Under corporate legislation, a director is required to act honestly and in good faith with a view to the best interests of the Company and exercise the care, diligence and skill that a reasonably prudent person would exercise in comparable circumstances. In addition, if a director of the Company also serves as a director or officer of another company engaged in similar business activities to the Company, that director must comply with the conflict of interest provisions in the ‘Articles of Association’, as well as the relevant securities regulatory instruments, in order to ensure that directors exercise independent judgment in considering transactions and agreements in respect of which a director or officer has a material interest. Any interested director would be required to declare the nature and extent of his interest and would not be entitled to vote at meetings of directors that evoke such a conflict.

Accountability

The Board is committed to providing shareholders with a clear assessment of the Company’s position and prospects.
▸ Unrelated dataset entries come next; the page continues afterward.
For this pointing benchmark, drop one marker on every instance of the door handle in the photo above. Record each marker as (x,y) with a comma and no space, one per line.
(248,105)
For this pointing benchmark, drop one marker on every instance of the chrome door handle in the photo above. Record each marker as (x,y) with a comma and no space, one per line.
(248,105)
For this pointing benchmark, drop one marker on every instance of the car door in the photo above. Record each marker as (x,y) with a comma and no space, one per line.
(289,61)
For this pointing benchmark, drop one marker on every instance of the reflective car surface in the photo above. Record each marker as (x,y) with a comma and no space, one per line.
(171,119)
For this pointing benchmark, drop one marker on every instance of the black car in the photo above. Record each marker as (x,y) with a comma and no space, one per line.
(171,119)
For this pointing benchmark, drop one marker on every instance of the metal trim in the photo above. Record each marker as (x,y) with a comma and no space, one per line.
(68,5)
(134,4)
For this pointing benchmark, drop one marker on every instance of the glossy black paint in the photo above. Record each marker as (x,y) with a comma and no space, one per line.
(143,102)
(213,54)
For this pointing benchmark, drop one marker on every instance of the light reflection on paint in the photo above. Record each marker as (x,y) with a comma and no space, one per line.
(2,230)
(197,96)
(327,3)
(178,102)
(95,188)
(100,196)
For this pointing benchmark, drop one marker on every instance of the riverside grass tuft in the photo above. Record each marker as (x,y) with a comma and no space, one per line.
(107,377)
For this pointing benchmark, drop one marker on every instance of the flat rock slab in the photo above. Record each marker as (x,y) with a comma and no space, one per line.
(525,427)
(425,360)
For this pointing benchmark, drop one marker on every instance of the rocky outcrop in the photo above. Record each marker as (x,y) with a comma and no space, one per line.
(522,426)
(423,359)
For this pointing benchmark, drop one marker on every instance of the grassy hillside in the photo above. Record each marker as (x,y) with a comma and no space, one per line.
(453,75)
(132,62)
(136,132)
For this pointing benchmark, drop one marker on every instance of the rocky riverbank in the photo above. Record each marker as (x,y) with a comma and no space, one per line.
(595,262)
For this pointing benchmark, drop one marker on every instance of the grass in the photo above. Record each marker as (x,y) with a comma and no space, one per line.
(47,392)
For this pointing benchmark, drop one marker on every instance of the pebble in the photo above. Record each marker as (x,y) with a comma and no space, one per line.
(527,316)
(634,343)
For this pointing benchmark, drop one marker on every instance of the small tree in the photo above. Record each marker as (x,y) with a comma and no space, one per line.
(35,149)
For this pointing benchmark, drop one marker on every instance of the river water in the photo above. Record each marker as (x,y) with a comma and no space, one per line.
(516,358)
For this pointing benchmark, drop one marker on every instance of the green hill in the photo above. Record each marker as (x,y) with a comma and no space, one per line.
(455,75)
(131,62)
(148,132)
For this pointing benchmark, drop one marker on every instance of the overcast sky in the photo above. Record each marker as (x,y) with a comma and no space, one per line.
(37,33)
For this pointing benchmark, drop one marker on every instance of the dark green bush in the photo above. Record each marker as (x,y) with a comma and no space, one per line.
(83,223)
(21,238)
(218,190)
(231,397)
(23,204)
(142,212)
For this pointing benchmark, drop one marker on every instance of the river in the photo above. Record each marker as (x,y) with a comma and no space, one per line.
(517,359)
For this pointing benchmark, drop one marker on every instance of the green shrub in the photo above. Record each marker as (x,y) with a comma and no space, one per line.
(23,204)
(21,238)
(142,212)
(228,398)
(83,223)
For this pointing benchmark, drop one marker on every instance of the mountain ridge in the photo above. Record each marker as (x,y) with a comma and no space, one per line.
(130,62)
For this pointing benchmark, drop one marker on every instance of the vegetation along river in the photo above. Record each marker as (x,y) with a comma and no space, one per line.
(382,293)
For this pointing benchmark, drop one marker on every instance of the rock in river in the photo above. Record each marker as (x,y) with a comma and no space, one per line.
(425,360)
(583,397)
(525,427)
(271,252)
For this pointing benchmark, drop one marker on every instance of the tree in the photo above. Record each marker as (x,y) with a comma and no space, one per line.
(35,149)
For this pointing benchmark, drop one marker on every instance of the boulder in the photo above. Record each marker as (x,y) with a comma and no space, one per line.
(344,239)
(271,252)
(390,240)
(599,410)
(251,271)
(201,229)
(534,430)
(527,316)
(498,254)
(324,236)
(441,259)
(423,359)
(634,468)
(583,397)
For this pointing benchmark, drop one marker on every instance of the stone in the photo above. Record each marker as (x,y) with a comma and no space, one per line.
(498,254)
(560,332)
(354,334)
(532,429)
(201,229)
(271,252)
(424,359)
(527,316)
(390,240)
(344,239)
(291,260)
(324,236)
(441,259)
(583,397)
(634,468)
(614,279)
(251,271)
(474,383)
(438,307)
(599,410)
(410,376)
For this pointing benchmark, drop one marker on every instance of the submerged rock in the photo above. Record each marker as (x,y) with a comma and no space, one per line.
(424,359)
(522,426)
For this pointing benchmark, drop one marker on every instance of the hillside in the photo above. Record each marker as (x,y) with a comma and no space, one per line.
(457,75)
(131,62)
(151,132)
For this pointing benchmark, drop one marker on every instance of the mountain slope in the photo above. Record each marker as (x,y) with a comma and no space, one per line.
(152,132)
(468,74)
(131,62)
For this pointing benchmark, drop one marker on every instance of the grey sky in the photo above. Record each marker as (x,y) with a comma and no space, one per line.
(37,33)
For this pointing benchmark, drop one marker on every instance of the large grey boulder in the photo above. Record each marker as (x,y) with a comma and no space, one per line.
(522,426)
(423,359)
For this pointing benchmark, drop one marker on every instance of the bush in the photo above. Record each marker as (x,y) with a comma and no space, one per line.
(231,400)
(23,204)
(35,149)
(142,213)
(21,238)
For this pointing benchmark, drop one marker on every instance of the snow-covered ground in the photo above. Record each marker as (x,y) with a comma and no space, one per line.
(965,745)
This is achieved through the annual report and as required other periodic financial and trading statements. The Board has made appropriate arrangements for the application of risk management and internal control principles. Given the size of the company the Board as a whole has performed the duties of the audit and nomination committee.

Nomination

Currently due to the size of the Company there is no Nomination Committee. Nominations are considered by the whole Board. The Directors anticipate that a Nomination Committee will be established in the future when the size of the Company justifies it.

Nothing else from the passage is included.